One of the ways, of course, is to try to make the breath as interesting as possible. Here it is, the energy that keeps you alive, and it’s coursing through the body all the time. When the Buddha talks about breath, he’s not talking about the air coming in and out through the nose. It’s not a tactile sensation. It’s the property of the body itself.
So where do you feel it? If you get really sensitive, can you feel it in more parts of the body? It’s like listening to music far away. If you want to hear the details of the music, you have to make yourself very, very quiet. To understand the subtleties of the breath, to sense the subtleties of the breath, you have to get yourself quiet, too.
Where is the breath in your legs right now? Where is it in your feet and toes? Where is it in your arms? Your fingers? Make a survey all around.
This is where you learn to depend on yourself. As the Buddha said, the self has to be its own mainstay—because who else can be your mainstay? You have to make yourself reliable. If you can’t rely on yourself, who are you going to rely on?

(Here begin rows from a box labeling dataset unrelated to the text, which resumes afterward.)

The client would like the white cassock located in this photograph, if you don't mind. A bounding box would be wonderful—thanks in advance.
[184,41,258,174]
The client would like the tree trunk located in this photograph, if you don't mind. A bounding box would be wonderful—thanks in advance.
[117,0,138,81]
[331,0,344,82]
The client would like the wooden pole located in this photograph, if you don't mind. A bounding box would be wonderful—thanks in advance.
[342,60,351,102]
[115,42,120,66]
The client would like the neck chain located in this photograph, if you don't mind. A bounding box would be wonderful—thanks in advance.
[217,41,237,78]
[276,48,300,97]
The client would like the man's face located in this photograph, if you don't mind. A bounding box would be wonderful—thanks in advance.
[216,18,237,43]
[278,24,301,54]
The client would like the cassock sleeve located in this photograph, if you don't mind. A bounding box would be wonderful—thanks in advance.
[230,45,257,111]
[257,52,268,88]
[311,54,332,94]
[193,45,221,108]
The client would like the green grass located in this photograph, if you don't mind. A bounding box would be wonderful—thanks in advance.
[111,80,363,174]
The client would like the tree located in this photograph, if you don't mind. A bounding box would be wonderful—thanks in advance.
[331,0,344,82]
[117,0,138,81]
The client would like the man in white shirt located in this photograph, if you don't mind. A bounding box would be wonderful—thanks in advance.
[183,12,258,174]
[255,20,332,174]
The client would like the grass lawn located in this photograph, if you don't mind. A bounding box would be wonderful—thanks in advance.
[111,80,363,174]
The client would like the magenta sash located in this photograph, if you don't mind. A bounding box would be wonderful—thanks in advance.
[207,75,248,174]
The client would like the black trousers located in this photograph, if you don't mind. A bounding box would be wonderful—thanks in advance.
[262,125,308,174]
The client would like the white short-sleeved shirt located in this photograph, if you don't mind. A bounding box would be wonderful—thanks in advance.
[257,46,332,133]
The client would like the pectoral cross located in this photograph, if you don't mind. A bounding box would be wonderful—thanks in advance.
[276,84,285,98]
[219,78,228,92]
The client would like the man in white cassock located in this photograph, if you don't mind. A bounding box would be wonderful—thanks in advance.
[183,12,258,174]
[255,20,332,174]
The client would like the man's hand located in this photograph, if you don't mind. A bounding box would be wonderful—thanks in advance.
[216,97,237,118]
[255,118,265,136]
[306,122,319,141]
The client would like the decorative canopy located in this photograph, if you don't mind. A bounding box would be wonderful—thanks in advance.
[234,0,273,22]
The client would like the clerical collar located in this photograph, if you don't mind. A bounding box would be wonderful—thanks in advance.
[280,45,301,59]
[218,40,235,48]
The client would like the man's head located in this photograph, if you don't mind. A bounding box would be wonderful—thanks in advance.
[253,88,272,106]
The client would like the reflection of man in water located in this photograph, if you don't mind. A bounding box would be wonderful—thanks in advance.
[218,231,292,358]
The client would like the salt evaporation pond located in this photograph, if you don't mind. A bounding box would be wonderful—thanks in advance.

So you’ve got to develop those good qualities inside. They start out with something simple like this: You wander off; you come right back. Wander off, come right back. It may get a little tedious after a while, and you ask yourself which is more tedious, the wandering off or the coming back? It’s the wandering off. You’ve been doing that for a long, long time. Now is the time to learn some new skills: skills of mindfulness, skills of alertness, skills of ardency—really trying to do this well.
When you learn that you can depend on yourself in this way, you become a lot more dependable in other ways as well. You can use this mindfulness, you can use this alertness throughout the day. This is how you make yourself safe. Because that’s what a mainstay is for: someone to provide protection.
So. Learn how to provide protection for yourself. Whatever goodness you do, that’s part of making yourself a reliable person. So it’s not just the meditation, it’s also the generosity, the virtue—all the things the Buddha said lead to your long-term welfare and happiness. Those are the things that protect you. From what? Well, from your own bad impulses.
So the problem is inside, but the solution lies inside as well. Look for it. It’s there.